SECAmb Security Manager Dave Monk said: “My colleagues, both in our control rooms and out on the road, work tirelessly every day to provide compassionate care to our patients.

“We know that the huge majority of people would find the behaviour of people who abuse or who are violent towards our staff, abhorrent.

“However, there remains a small minority of people who continue to act in this way.

“Our staff deserve to carry out their roles without the fear of facing abuse or violence.

“I am pleased that we have been able to extend the use of body worn cameras so that more staff have the choice to use them while on shift.

“We will continue to do everything we can to support all our staff and ensure that any individual who chooses to act in a violent or aggressive manner is held responsible for their actions.”

Staggering degree of violence: “Patient keeps axe under pillow”

The Times reported paramedics are being told to take police escort to more than 1,200 addresses for fear of attack.

According to the report, ambulance services have flagged hundreds of addresses after violence toward crew and the notes on flagged addresses include remarks such as “patient keeps axe under pillow — serrated knife hidden round the house and is known to be a risk”, “shoots/throws acid”, and “patient is anti-ambulance”.

Since 2018 common assault or battery of an on-duty emergency worker — including police, firefighters and paramedics — has been a specific crime punishable by up to a year in prison, with the changes made to the Assaults Against Emergency Workers (Offences) Act.

Since the offence was introduced about 130,000 assaults on emergency workers have been recorded, mostly to police.

And although the maximum jail time was doubled in 2020, research by the charity Transform Justice showed that the number of assaults on emergency workers had increased and that the reoffending rate had not moved.

Two thirds of those imprisoned commit another crime after release.

Paramedics started to wear cameras after assaults against them rose by a third in 2021.

That year, a total of 11,749 staff were abused, attacked or physically assaulted, according to a separate report from Association of Ambulance Chief Executives (AACE), which corresponded to a staggering 32 ambulance staff being assaulted every day – more than one attack during every hour of every day throughout the whole year.

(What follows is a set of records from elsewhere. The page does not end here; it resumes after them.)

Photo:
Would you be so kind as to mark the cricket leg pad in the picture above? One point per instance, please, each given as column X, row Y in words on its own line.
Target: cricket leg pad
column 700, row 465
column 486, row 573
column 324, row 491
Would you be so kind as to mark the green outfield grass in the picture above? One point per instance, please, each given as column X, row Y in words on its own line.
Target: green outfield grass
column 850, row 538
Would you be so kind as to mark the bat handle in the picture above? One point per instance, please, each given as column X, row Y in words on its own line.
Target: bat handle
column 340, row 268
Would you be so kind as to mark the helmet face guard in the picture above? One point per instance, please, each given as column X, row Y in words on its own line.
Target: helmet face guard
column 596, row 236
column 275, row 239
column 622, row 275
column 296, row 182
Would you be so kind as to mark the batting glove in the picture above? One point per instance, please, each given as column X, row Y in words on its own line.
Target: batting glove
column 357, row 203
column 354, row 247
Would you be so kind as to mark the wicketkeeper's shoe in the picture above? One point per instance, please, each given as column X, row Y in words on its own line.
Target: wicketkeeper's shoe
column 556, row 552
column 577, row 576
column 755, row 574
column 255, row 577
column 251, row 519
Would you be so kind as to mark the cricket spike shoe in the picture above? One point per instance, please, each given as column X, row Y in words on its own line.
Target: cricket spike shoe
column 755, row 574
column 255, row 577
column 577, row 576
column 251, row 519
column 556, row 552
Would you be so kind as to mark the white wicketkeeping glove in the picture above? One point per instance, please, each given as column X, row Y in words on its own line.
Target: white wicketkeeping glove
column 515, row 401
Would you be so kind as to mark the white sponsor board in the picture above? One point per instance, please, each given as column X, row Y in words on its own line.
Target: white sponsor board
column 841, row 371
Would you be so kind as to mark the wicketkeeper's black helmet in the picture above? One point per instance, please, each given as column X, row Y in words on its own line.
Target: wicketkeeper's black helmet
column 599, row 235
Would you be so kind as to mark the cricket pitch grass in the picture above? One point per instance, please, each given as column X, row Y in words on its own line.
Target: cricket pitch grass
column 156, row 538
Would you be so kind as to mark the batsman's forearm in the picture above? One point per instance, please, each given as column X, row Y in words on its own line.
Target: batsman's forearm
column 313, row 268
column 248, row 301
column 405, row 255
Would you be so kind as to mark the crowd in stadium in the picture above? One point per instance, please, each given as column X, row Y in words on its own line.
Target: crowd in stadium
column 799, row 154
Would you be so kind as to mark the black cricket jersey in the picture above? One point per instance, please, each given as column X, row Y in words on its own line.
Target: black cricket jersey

“The most significant rise covered the initial period of the COVID-19 pandemic in 2020 when assaults jumped up by 23% compared with the year before,” AACE said.

“They included kicking, slapping, head-butting and verbal abuse, and ranged from common assault to serious attacks involving knives and weapons.”

“Harshest penalties should be imposed”

Tracy Nicholls, chief executive of the College of Paramedics, said longer maximum sentences were necessary but not properly enforced.

“We have long been aware of the physical and verbal abuse that paramedics suffer and the toll it takes on their health and wellbeing,” she said.

“It’s absolutely outrageous that paramedics are being abused whilst carrying out their duties, going above and beyond to help people when they are at their most vulnerable, and often in the most challenging of circumstances.”

She added: “The problem is that the law is not being used to its full effect and sentences are still far too lenient. We are calling on the courts to step up and impose the harshest penalties available to them.”

Em Wilkinson-Brice, director for people at NHS England, said: “The health service must be a safe space for our people and we will always look to support staff to reduce the risk of danger.

“The statistics quoted here are evidence of our ongoing work, with police and other partner agencies, to identify risks and provide information to our staff so that they can work without fear.

“Our staff work hard to provide excellent care for patients and are dedicated to saving lives every day, and we will support them in taking positive action where appropriate against those that are abusive towards them.”